Verdict: Plot lacks conviction and technique of fiction. It will get better as the author starts writing his next novel.

Narrative:

The narrative has been kept in the first person. The author has made the central character responsible to narrate the story and we get to know about the events as Iqbal saw it. Therefore, a reader might feel bemused when Iqbal thinks he is right in forcing his love on Rubina while Rubina denies him many times. Payal loves Iqbal the most but Iqbal thinks parting with Rubina was more painful than parting with Payal. Sometimes, the key points in the novel will be understood by the readers if they try to think what the other character might be thinking – not by Iqbal’s thoughts.

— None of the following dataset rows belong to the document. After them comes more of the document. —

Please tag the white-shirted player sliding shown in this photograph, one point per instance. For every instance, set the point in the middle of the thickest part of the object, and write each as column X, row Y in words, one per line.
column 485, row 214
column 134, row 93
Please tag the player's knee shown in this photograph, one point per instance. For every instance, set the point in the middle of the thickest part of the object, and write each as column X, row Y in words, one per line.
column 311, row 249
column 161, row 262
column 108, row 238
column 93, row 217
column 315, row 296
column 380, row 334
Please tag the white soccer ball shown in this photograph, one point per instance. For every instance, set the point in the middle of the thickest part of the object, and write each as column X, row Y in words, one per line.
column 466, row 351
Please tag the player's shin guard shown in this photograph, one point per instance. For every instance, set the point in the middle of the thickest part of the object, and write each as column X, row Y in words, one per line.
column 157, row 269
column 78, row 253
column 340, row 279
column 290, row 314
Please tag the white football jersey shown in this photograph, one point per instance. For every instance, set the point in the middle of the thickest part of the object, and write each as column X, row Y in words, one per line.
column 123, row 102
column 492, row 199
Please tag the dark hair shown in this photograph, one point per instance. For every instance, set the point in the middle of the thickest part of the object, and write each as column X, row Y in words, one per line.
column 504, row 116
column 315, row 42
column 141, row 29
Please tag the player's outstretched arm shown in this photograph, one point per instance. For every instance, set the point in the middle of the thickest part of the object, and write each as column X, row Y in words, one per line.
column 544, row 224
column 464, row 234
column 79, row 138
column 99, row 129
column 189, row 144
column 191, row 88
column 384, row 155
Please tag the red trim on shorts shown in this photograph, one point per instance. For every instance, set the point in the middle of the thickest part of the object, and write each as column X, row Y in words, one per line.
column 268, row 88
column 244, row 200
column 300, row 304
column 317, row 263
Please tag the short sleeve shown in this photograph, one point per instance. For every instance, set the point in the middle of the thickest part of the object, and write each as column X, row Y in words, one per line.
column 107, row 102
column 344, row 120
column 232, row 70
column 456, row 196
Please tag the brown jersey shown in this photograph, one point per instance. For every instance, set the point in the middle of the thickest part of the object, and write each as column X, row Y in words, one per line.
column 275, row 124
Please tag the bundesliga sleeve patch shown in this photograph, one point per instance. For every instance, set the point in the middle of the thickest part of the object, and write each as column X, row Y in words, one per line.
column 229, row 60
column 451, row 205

Verdict: Narrative part is okay. Better than the plot. Between story and the plot, narrative mediates fairly.

Critical Views:

My True Angel will leave you in awe once you end the novel and put it aside. Though it lacks the techniques that maturer authors work with, the novel is certainly written with passion and fervour. The urge in Irshad to communicate his feelings and thoughts with the readers is wonderfully translated into his lines in the novel. The novel reflects and echoes the sentiments of modern-day youths. The demand for freedom in the terms of marriage and relationship is all valid and Irshad has said the same. He has also raised the issues around religion – which religion in the world stops us from loving another human being? The novel has many critical points to raise and they have been raised as well. However, the abstract and the physical, which is writing, has not gone hand in hand in the work. Though readers might like this work because of the genuine emotions and echoed sentiments, this work could be better in the terms of plot and narrative. Still, there are plenty of things in the novel which make it a perfect one-time read for the readers who often love to read something new!

Final Verdict:

I would rate it 4/5 because I cannot let my critical binocular escape the goodness in the work! You can surely enjoy reading this novel and let me tell you, My True Angel is a one-day novel – please start reading on Saturday and finish maximum by the Sunday – you will be elated and satisfied. It isn’t costly either.